Hundreds of active and former US police officers are part of extremist FB groups - amaccuish
https://www.theverge.com/2019/6/14/18679598/facebook-hate-groups-law-enforcement-police-officers-racism-islamaphobia
======
CM30
Controversial, but couldn't you make this claim about almost any profession
with a decent number of practitioners and any sort of responsibility?

Probably about any political side or extreme outgroup too.

There are likely at least a million police officers in the US, so hundreds of
those being associated with questionable Facebook groups hardly seems like
it'd be statistically relevant. And you could probably swap police officers
with teachers, doctors, lawyers, politicians or military personnel and find
similar figures.

------
ncmncm
I see the astroturf committee is out in force already.

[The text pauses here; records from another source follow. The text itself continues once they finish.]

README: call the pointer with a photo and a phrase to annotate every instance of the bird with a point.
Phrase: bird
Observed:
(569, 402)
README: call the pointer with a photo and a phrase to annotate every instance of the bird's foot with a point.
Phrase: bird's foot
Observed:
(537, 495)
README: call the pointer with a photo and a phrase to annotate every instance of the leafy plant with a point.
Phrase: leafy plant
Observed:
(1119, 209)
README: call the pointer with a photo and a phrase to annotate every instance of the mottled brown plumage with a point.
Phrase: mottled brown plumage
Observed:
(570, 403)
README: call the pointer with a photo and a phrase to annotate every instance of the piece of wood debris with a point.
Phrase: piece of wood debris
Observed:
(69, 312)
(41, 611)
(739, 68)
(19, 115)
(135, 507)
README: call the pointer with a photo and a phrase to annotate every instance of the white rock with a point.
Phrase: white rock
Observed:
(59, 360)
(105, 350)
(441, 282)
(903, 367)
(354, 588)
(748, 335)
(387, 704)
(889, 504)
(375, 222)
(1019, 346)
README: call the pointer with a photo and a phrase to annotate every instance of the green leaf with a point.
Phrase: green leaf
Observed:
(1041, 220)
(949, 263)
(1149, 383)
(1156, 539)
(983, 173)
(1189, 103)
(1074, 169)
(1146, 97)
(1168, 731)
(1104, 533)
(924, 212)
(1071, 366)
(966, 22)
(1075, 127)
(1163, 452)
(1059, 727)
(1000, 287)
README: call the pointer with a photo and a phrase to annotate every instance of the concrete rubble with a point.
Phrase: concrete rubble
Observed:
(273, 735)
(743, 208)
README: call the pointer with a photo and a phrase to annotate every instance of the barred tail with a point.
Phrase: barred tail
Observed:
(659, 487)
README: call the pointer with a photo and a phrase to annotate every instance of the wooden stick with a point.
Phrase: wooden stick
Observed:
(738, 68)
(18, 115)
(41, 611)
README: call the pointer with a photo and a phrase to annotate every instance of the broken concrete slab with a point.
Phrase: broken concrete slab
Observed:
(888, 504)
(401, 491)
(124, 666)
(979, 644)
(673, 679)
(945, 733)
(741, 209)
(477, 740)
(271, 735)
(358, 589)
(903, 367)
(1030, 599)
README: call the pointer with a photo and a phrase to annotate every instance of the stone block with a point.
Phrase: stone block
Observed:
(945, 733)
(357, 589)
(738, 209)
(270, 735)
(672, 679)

TFA said their match got 14000 hits, and they called police and sheriffs'
offices and confirmed 400. But how many did they call about? Were they
randomly selected, or were the ones called about identified as more likely
than others?

We know that these domestic terrorist groups encourage members to join and try
to subvert police departments and border patrol offices, and we know that the
presence of just one has been seen to profoundly increase the amount of
brutality in a department.

------
tomohawk
Lots of innuendo here, but that's about it. How many former police are members
of the Democrat party? Would that be news?